How many of you have actually checked the runout when putting on new rotors especially the Cryo rotors? I found a video on You Tube on a F250 and the Power Stop rotors and one was .006 and the other was .005 out.
I am spending all this time and money and want to get it as close to perfect as I can but man this is becoming a pain.
If I'm following, you're saying the runout on the disc is good until you mount the wheels - at which point the disc goes out of true by 4 thousandths? I might have to let that slide if I did the due diligence and that was the peak. I'd be more curious about the wheel runout if it the wheel impacts the disc. I've done the bent rim dance.
Thanks for the responses guys. Just to be clear, I am not actually mounting the wheel during these checks. I have a Dully so I have the Extenders on the front hubs for the dully wheels. With just the rotor placed on the hub and all 8 nuts are torqued down, I am down to the .001 runout. But then I remove the nuts and put the Extender on and torque all 8 nuts down again, then it jumps back up to the .004 runout. The wheel would then be mounted on the extender.

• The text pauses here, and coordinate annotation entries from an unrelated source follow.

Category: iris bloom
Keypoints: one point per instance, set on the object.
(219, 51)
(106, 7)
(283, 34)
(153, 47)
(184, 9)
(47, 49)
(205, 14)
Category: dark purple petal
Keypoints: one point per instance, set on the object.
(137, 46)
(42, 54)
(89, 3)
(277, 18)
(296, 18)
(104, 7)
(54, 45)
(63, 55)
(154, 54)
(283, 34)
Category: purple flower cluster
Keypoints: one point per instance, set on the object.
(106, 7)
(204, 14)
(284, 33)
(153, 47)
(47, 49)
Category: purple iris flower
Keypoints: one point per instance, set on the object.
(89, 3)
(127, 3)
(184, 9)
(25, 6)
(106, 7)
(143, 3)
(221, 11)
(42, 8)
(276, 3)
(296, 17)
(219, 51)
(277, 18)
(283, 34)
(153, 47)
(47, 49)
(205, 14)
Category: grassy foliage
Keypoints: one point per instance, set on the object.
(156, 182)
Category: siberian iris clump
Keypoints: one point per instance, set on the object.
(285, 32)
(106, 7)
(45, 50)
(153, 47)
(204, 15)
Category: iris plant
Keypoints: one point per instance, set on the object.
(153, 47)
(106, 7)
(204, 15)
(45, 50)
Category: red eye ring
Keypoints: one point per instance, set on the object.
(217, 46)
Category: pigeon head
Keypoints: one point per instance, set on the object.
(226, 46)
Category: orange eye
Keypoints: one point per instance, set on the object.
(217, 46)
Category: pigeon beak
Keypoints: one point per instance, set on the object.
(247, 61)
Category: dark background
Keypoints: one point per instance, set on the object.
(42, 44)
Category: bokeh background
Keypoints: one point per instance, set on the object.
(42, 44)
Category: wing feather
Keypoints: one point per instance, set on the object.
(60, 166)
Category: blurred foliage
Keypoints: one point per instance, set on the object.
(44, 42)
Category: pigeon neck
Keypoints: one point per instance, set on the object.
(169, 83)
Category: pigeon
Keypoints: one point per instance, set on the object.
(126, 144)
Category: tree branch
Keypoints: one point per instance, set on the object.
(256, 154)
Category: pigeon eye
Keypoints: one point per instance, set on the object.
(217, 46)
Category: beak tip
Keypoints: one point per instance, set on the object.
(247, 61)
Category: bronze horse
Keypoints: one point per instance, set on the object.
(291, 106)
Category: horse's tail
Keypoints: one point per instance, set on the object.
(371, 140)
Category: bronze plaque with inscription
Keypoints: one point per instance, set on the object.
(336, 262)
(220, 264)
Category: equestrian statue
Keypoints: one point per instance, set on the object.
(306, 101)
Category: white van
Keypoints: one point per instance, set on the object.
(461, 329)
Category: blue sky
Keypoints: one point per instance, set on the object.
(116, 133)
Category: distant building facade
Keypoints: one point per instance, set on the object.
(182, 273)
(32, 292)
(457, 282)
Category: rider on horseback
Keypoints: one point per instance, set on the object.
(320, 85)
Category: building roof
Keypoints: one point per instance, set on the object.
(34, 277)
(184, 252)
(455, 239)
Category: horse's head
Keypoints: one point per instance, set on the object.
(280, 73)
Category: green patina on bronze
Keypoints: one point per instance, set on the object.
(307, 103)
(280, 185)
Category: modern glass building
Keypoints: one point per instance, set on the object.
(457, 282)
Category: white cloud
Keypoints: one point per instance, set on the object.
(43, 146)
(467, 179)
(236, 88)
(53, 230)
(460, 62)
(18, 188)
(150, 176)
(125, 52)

It is acting like the extender is bottoming out on the hub in its center section in the area where I see the runout so the full force of the nut being torqued down is not making it to the rotor. I am going to do one final cleaning and then just go with it. The Ford specs call for .000 - .003 runout so that is why I was trying to get it down while I was there replacing everything. I am also doing the calipers and stainless steel brake lines so I was just trying to get everything as close to correct as possible.
I was curious to hear from people that have used the Stop Tech rotors to see if they even checked the runout and if so, did they have any issues. Bearings, bent hubs and so on can cause this same issue so without putting the rotors on a lathe to confirm how true they are, I am not sure if there is another issue or not.
Like mentioned, you probably won't feel .004 runout anyway but I am just trying to get some more input on the subject.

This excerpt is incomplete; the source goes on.